Nonuniform Electro-osmotic Flow on Charged Strips and Its Use in Particle Trapping

Abstract

In this article, we investigate theoretically electro-osmotic flow set up by charged strips on an otherwise uncharged surface. Starting with a single-strip problem we demonstrate that for simple polynomial surface charge distributions several basic solutions can be derived in closed forms constituted by the analogous idea-flow solutions, which provide a more lucid way of revealing the flow features. These solutions reveal two types of flow topology: simple draining-in/pumping-out streaming and a pair of microvortices for symmetric and antisymmetric surface charge distributions, respectively. For an arbitrary surface charge distribution, more complicated flow structures can be found by the superposition of these basic solutions. We further extend the analysis to two uniformly charged strips and show how the flow characteristics vary with the strips' dimensions and surface zeta potentials.

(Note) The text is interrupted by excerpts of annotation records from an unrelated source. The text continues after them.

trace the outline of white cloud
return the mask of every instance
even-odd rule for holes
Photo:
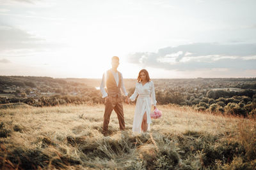
[[[10,63],[11,62],[9,60],[7,60],[6,59],[3,59],[0,60],[0,63]]]
[[[129,59],[144,67],[168,70],[255,69],[256,44],[194,43],[161,48],[157,53],[134,53]],[[143,62],[138,62],[142,59]]]

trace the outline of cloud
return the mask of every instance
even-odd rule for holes
[[[12,50],[44,50],[63,46],[49,42],[25,31],[0,24],[0,52]]]
[[[35,0],[0,0],[0,3],[3,4],[13,4],[16,3],[33,3]],[[38,1],[38,0],[36,0]]]
[[[11,62],[6,59],[0,60],[0,63],[10,63]]]
[[[256,68],[256,44],[193,43],[129,54],[128,62],[168,70]]]

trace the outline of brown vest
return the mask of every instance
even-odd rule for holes
[[[114,76],[112,74],[112,71],[109,69],[107,71],[107,93],[108,96],[116,96],[122,97],[121,94],[121,73],[117,71],[118,73],[119,82],[118,85],[116,85],[116,80],[115,80]]]

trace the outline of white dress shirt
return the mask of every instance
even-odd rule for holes
[[[113,71],[112,69],[111,69],[111,73],[114,76],[115,80],[116,81],[116,85],[118,86],[118,83],[119,83],[119,76],[118,76],[118,73]],[[122,92],[124,94],[125,96],[128,96],[128,93],[126,92],[125,87],[124,87],[124,79],[123,79],[123,75],[121,74],[121,90]],[[102,76],[102,80],[101,81],[100,83],[100,92],[101,94],[102,94],[102,98],[104,98],[108,96],[108,94],[105,90],[105,87],[106,87],[106,81],[108,78],[108,75],[107,74],[107,72],[105,72],[103,74]]]

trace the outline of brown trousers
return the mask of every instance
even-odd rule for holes
[[[124,130],[125,125],[124,123],[124,115],[123,109],[123,102],[122,97],[109,96],[105,103],[105,112],[103,120],[103,134],[108,133],[109,118],[113,110],[116,113],[118,118],[119,127],[121,130]]]

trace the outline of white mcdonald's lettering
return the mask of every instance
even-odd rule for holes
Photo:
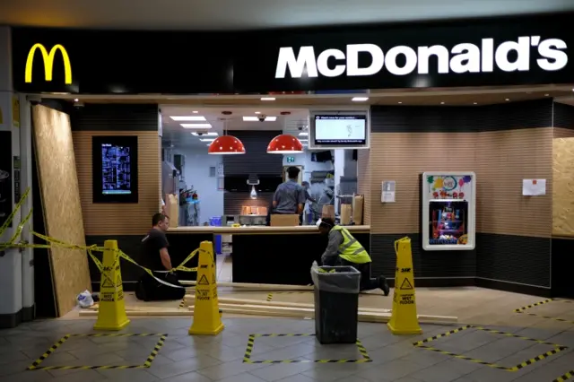
[[[60,44],[55,45],[48,53],[48,50],[42,44],[34,44],[28,53],[28,58],[26,59],[26,71],[24,73],[24,81],[28,83],[32,82],[32,65],[34,64],[34,53],[36,49],[39,49],[42,54],[42,60],[44,61],[44,74],[46,81],[52,81],[52,73],[54,72],[54,58],[56,52],[60,51],[62,53],[62,59],[64,60],[64,82],[66,85],[72,83],[72,65],[70,65],[70,57],[65,48]]]
[[[412,73],[429,74],[431,57],[437,60],[439,74],[490,73],[496,67],[502,72],[527,72],[531,56],[545,72],[558,71],[568,64],[567,45],[560,39],[542,39],[540,36],[522,36],[516,40],[501,41],[483,39],[480,45],[460,43],[450,49],[442,45],[411,48],[393,47],[387,52],[375,44],[350,44],[346,51],[328,48],[316,56],[314,47],[300,47],[295,55],[293,47],[279,48],[275,78],[370,76],[383,67],[394,75]],[[370,56],[368,66],[359,65],[359,54]],[[401,59],[398,59],[401,57]],[[404,58],[403,58],[404,57]]]

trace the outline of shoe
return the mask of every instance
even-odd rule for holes
[[[383,293],[385,293],[385,296],[388,296],[388,293],[390,293],[391,289],[388,287],[388,282],[387,282],[387,279],[384,276],[379,276],[378,283],[380,284],[380,289],[383,290]]]

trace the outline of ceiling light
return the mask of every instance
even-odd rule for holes
[[[184,121],[192,122],[192,121],[205,120],[205,117],[202,116],[170,116],[170,117],[174,121],[178,121],[178,122],[184,122]]]
[[[211,124],[180,124],[183,128],[212,128]]]
[[[257,122],[258,120],[258,117],[243,117],[243,122]],[[276,117],[265,117],[265,122],[275,122],[276,120]]]
[[[217,136],[217,133],[215,132],[209,132],[209,133],[197,133],[197,132],[193,132],[191,133],[192,135],[196,135],[196,136]]]
[[[233,135],[222,135],[209,144],[207,153],[213,155],[244,154],[245,146]]]
[[[269,154],[297,154],[303,152],[300,141],[288,134],[282,134],[271,140],[267,146]]]

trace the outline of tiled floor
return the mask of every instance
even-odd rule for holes
[[[574,304],[561,308],[566,305],[571,309],[563,314],[569,315]],[[509,312],[509,317],[516,316]],[[37,321],[0,331],[0,382],[550,382],[574,369],[574,324],[556,321],[545,326],[539,318],[519,326],[484,327],[504,333],[469,327],[422,343],[443,352],[413,343],[456,326],[424,325],[422,335],[395,336],[384,325],[360,324],[359,339],[370,360],[361,363],[312,361],[366,360],[356,344],[320,345],[312,335],[255,337],[251,361],[298,360],[277,364],[243,362],[248,335],[312,334],[314,321],[225,319],[224,331],[212,337],[188,335],[187,318],[141,318],[133,319],[121,333],[168,334],[150,368],[26,370],[62,337],[94,333],[93,320]],[[72,335],[39,367],[144,365],[160,339],[160,335]],[[446,352],[503,368],[546,355],[517,371],[508,371]]]

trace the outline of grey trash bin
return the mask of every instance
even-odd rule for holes
[[[311,269],[311,278],[317,339],[322,344],[354,343],[361,273],[352,266],[319,266]]]

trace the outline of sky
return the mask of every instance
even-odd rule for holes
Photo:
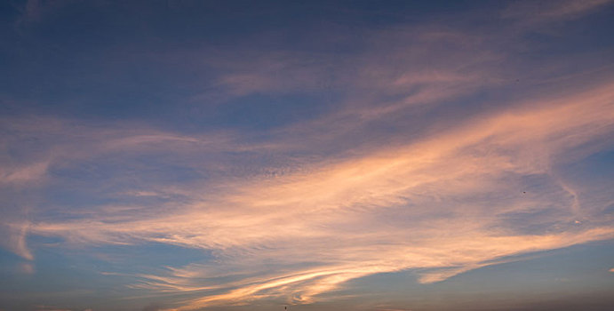
[[[0,3],[0,310],[614,309],[614,2]]]

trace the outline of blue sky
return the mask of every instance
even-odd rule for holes
[[[613,16],[4,2],[0,310],[610,310]]]

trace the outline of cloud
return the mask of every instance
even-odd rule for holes
[[[504,15],[521,24],[567,20],[602,4]],[[60,247],[157,243],[211,252],[210,261],[102,273],[132,276],[132,289],[171,297],[163,308],[187,310],[313,303],[381,273],[443,282],[511,257],[614,238],[603,212],[611,200],[586,203],[590,185],[560,173],[614,143],[614,79],[516,68],[504,50],[522,45],[522,36],[466,30],[377,29],[342,56],[207,53],[219,75],[195,101],[341,93],[334,108],[270,131],[4,117],[0,187],[11,198],[0,211],[11,217],[0,242],[28,260],[31,235],[60,237]],[[541,87],[508,85],[517,76]],[[478,100],[485,89],[503,95]],[[21,191],[41,188],[75,202],[24,203]],[[30,205],[37,208],[21,211]]]
[[[178,309],[273,297],[310,303],[348,280],[403,270],[420,275],[420,283],[441,282],[509,256],[614,237],[609,220],[583,208],[577,190],[552,173],[612,131],[612,90],[605,83],[530,100],[407,145],[275,178],[228,179],[206,199],[198,184],[184,187],[191,199],[180,207],[91,211],[36,221],[30,230],[75,245],[156,242],[215,251],[213,266],[139,276],[134,288],[201,295]],[[542,187],[530,191],[539,195],[522,195],[527,176],[542,179]],[[511,213],[534,213],[535,206],[558,211],[526,219],[541,231],[508,222]],[[578,227],[578,219],[587,225]],[[279,272],[262,262],[275,262]],[[302,267],[307,262],[317,265]],[[215,274],[233,280],[219,283]]]

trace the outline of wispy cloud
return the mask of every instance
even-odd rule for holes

The far-field velocity behavior is also asymptotically identified and indicates that the hydrodynamic nature of the flow is typically long-range. An application to particle trapping with electro-osmotic vortices is also investigated theoretically for the first time. We show that in collaboration with short-range attraction effects the trapping can be facilitated by symmetric vortices with a converging stagnation point, but not by asymmetric vortices.